While some writers have contributed to an informed nuanced narrative of illicit drug
taking (Aldridge et al., 2011; Seddon, 2010; Stevens, 2011), political rhetoric and UK
media coverage of drug policy deliver a strong ideological crusade against what they call
‘drugs’, focusing almost exclusively upon the damaging consequences arising from a
minority of problematic drug users, and conveniently conflating drug use with drug misuse, resulting in a negative portrayal and stereotype of the ‘drug user’ (UKDPC, 2012).
The dominant prohibitionist discourse on ‘drugs’ then takes place within a framework
preoccupied by compulsion, pain and pathology (O’Malley and Valverde, 2004), in
which drug use is presented as an activity undertaken by a small group of risk bearing
‘outsiders’, that inevitably leads to desperation and addiction (Taylor, 2008).

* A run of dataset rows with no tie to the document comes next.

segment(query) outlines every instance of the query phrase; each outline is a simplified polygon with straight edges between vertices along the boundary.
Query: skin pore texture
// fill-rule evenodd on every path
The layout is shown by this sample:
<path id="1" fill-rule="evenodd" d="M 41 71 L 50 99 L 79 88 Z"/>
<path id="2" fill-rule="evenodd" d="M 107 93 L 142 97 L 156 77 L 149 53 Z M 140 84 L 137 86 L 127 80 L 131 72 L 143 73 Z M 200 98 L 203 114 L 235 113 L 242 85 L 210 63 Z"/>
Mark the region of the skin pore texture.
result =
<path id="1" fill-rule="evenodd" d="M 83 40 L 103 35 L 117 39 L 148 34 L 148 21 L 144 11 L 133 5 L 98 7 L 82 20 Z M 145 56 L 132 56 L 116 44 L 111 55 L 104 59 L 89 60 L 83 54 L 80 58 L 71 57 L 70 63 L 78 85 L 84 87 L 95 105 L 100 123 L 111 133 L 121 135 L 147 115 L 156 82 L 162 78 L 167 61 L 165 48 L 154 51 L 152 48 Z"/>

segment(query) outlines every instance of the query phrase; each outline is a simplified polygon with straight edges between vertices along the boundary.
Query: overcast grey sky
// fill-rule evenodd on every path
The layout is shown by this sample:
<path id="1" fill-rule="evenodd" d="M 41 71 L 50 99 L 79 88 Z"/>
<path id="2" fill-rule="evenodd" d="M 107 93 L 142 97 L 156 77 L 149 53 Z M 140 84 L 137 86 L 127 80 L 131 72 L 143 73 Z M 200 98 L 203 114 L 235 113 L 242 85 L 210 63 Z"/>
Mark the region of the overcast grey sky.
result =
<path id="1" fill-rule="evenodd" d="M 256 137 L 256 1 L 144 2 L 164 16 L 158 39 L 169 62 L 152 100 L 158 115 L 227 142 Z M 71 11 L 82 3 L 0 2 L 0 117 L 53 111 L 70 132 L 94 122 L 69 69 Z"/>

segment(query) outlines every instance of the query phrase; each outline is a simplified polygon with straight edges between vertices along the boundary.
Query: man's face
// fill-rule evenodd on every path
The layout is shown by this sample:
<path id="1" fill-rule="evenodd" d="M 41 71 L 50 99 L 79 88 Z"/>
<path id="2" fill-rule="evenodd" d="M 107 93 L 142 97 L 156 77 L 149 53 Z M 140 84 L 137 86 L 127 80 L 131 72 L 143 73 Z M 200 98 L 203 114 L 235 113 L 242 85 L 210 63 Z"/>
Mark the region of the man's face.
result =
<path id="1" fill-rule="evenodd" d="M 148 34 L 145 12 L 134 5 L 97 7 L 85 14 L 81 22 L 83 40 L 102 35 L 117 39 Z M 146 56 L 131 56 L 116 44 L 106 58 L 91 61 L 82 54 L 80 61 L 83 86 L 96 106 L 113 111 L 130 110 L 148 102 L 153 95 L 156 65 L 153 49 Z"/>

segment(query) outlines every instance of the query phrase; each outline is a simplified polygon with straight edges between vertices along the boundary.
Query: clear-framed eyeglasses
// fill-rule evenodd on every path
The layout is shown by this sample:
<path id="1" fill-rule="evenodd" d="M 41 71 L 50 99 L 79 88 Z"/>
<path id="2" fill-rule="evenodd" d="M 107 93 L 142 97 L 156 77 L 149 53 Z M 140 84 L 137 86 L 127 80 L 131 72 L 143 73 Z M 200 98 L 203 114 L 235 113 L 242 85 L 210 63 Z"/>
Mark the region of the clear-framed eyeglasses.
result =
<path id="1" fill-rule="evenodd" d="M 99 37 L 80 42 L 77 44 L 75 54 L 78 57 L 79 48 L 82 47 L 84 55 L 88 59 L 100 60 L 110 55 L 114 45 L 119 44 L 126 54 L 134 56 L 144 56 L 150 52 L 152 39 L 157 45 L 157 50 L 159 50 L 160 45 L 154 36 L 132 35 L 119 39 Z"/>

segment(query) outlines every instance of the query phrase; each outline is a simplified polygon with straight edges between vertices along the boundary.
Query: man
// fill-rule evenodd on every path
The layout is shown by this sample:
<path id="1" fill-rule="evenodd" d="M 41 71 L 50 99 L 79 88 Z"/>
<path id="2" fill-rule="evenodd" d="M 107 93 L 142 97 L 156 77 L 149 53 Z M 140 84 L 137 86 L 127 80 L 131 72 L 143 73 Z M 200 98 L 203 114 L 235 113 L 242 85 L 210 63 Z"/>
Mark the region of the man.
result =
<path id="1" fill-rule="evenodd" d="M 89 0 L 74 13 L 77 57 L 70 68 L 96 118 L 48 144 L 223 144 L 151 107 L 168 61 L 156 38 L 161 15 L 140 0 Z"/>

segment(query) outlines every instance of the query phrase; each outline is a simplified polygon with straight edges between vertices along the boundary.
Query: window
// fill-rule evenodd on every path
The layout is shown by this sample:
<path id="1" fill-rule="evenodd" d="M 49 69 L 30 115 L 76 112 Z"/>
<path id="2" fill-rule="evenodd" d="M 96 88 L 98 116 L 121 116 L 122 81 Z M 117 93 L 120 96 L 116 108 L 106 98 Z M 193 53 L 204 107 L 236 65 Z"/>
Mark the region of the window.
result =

Media representations frame ‘drugs’ as causing: petty crime (Salkeld, 2009); serious
crime (Stretch, 2014); organized crime (Daily Mail, 2013); mental illness (Byrne, 2011);
psychosis (Bloom, 2014); and physical and moral decay (Ayres and Jewkes, 2012) and
wrongly presents drug use as a significant causal factor in a range of societal problems
including: car accidents (Romano et al., 2014); workplace accidents (Price, 2014); disease (Ceste, 2010); and child abuse (Ryder and Brisgone, 2013), and so prohibition is
legitimized by the construction of ‘drugs’ as unsafe and extremely harmful. Whereas in
contrast to the rhetoric, the reality is that the majority of illegal drug use is non-problematic, most commonly associated with leisure, pleasure and desired outcomes (Hunt et al.,
2010) and rarely does drug use lead to addiction (Cloud and Granfield, 2001) or require
treatment (Siliquini et al., 2005). Importantly, given the lack of empirical evidence to
uphold prohibition the rhetoric could be more accurately described as fallacies that have
their roots in the social and political construction of ‘drugs’ and a reductionist analysis
(Ayres and Jewkes, 2012). Crucially, this discourse employs and indeed perpetuates
these myths as the ongoing evidence base to provide legitimacy for prohibition.
Taylor et al.
457
By distorting the social reality surrounding drugs and drug users, the media provide the
‘reality effect’ of ideology (Hall, 1982). In symbolizing normality (Cohen, 1971) the media
constructed matrix of ‘drugs = danger = death’ provokes social conformity by frequent
graphic illustrations of the negative consequences associated with the use of these prohibited drugs. By engendering fear and highlighting extreme case stories, the media create a
hyper-reality constructing a ‘simulacrum’ of drug use (Baudrillard, 1994), what Baudrillard
(1983: 36) aptly refers to as a process ‘of proving the real by the imaginary; proving truth
by scandal’. Since the creation of the 1961 UN Single Convention this simulacrum of ‘drug
use’ has become more real and influential in shaping our perceptions, knowledge and policies on drugs, than rationality, science and evidence, and indeed worryingly, such distortions have been accepted and adopted by drug reformers (Reynolds, 2015).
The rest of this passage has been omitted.